Our Paris sojourn has delivered many unexpected gifts. Most recently, snow in quantities rarely seen in the city, especially so early in winter. How much more beautiful can this city get? And now, with the melting snow, the Seine is so high that the Bateaux Mouches cannot fit under the bridges (giving the local residents a temporary reprieve from their insane flood lights at night). What has come as the biggest surprise, though, is how much people have figured in what we had imagined would be primarily a duet in a city desert. The visits of family and friends have given us greater pleasure than we could ever have imagined. And there have been new friendships full of kindness and generosity. Shared meals in restaurants, introducing us to delights we would never have found, and in our studio, miraculously served around the small trestle table from our two-hotplate kitchen.
One memorable and random gift is sprinkled with the snow of early December. We’d just returned from accompanying our daughter Alice and her partner Greg to the airport, it was mid-afternoon and I checked my email. There was a message from the American Cathedral: can you do a funeral tomorrow for a family that want a female Episcopal priest? The next day was John’s birthday, but it was such an out of the ordinary request how could I possible say no? So, I found myself in the early evening sitting around the trestle table with a French photojournalist and his American wife listening to his family story and his desire that his mother be buried by a woman.

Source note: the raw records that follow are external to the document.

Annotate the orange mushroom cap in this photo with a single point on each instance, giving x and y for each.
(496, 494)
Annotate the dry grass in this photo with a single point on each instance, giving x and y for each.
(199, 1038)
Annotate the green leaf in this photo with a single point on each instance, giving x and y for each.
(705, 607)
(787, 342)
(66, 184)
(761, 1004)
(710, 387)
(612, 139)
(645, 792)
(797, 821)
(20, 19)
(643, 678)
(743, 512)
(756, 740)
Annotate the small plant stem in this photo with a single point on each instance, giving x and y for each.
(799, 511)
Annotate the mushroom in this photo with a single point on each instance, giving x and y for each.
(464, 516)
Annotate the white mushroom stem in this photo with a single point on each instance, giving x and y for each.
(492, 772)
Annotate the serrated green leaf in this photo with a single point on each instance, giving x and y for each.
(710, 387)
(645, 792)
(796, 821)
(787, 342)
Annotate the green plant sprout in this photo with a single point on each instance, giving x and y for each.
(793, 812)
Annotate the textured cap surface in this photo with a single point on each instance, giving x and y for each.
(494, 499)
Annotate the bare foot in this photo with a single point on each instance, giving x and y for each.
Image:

His mother, he said, had described herself as “neutral” when it came to religion. Thelma been born in the U.S. and whilst her heritage was Middle Eastern and orthodox, she was baptised an Episcopalian. She had spent most of her life in France, though, marrying Albert, a secular Jew of Georgian descent. Their only son was anything but neutral. Not because he was a devout practitioner of any religion, but because he had encountered evil. He had smelt it on the streets in Rwanda, seen its imprint in Bosnia. He understood how evil can creep in, catching us unaware, eating away the fragile bonds between us, destroying everything in its path. For all this, for all that he had witnessed evil’s dark presence, he also knew, and believed in, the power of love. His mother’s last years had been muddied by failing health, hers and Albert’s, and relationships had been damaged. Had evil crept in the door? He wanted prayers: for the safety of his mother’s immortal soul.

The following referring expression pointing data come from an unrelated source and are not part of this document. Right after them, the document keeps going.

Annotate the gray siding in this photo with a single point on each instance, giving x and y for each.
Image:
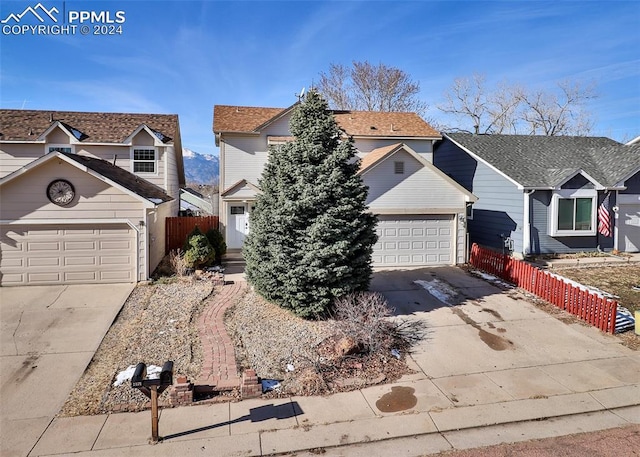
(543, 243)
(499, 210)
(632, 184)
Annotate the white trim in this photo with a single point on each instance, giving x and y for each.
(627, 199)
(133, 161)
(52, 155)
(156, 141)
(573, 194)
(57, 124)
(468, 196)
(480, 159)
(128, 222)
(584, 174)
(48, 146)
(416, 211)
(526, 223)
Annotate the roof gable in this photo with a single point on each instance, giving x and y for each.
(379, 155)
(90, 127)
(546, 162)
(115, 176)
(248, 119)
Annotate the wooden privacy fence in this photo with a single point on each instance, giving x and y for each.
(588, 306)
(177, 229)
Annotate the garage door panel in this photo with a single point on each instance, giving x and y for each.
(43, 246)
(407, 240)
(43, 262)
(67, 254)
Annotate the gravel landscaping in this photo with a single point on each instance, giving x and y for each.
(157, 323)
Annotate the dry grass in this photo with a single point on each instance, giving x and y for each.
(617, 280)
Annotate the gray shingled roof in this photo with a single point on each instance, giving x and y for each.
(122, 177)
(536, 161)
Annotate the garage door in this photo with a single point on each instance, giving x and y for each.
(67, 254)
(414, 240)
(629, 228)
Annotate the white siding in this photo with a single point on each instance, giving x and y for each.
(25, 198)
(245, 158)
(418, 188)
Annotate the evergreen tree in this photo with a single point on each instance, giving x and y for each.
(311, 236)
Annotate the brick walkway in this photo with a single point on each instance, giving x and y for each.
(219, 362)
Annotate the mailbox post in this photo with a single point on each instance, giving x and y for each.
(152, 388)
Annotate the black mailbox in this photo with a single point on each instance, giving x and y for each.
(166, 375)
(139, 375)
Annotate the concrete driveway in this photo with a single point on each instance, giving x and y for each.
(48, 335)
(486, 345)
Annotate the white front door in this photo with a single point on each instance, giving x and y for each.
(629, 227)
(238, 225)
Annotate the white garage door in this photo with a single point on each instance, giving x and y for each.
(629, 228)
(67, 254)
(414, 240)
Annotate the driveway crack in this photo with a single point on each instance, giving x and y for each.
(56, 299)
(15, 344)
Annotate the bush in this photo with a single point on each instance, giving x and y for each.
(178, 263)
(200, 252)
(217, 242)
(364, 318)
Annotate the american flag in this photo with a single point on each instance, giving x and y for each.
(604, 217)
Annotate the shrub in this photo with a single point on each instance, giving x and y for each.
(364, 318)
(200, 253)
(217, 242)
(178, 263)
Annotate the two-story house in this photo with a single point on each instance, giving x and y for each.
(84, 196)
(547, 194)
(421, 211)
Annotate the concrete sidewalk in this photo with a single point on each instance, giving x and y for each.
(493, 369)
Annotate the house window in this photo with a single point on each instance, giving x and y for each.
(573, 214)
(60, 148)
(144, 160)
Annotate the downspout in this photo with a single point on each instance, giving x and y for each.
(526, 223)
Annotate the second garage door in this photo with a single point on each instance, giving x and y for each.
(414, 240)
(67, 254)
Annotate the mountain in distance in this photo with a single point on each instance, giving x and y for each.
(200, 168)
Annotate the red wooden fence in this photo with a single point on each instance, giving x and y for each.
(177, 229)
(588, 306)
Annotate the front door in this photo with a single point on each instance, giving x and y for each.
(238, 225)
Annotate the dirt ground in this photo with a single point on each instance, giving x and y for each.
(616, 280)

What can we say in the face of evil? If Thelma had been Jewish we would have said the Kaddish, a bold declaration of faith in God’s goodness and providence in the face of death. It feels stubborn and defiant, helpfully so. The Christian response is equally bold: resurrection. “Go tell my brothers”, Jesus said in his appearance to Mary Magdalene, “I am ascending to my Father and your Father, to my God and your God.” God is just as I have shown you, he is saying, Love wins.
We gathered the next day at Montparnasse Cemetery, just a handful of us, a few metres from the starkly bare graves of Jean Paul Sartre and Simone de Beauvoir, to pray for Thelma, for her ailing husband, her son and daughter-in-law, for eternal rest and for healing. The more than cold day was turning icy, and snow began to steadily fall. But we still told her story, and read Saint Paul’s words about the persistence of love, in English and in French. Then, into the silence of the falling snow, a young Polish opera student offered the gift of song. Eternity could hardly be more beautiful. We laid Thelma’s body in the grave, and one by one offered pink roses to the earth, with prayer. The last rose was placed by the soprano as she sang the final notes of her song.
“I’ve never been so cold,” John said afterwards. But it may be that I’ve never been so warm. “Wash me and I shall be whiter than snow,” David cried in the aftermath of the destruction unleashed by his taking of Uriah’s wife (Psalm 51.7). Standing in Montparnasse that day in the falling snow you could almost see our longing for redemption being met by the love of God.
By the time we got home my feet were wet and frozen. Now I have been able to purchase some boots, with grateful thanks to Thelma’s daughter-in-law. Albert died the following day. May they both, Thelma and Albert, rest in peace.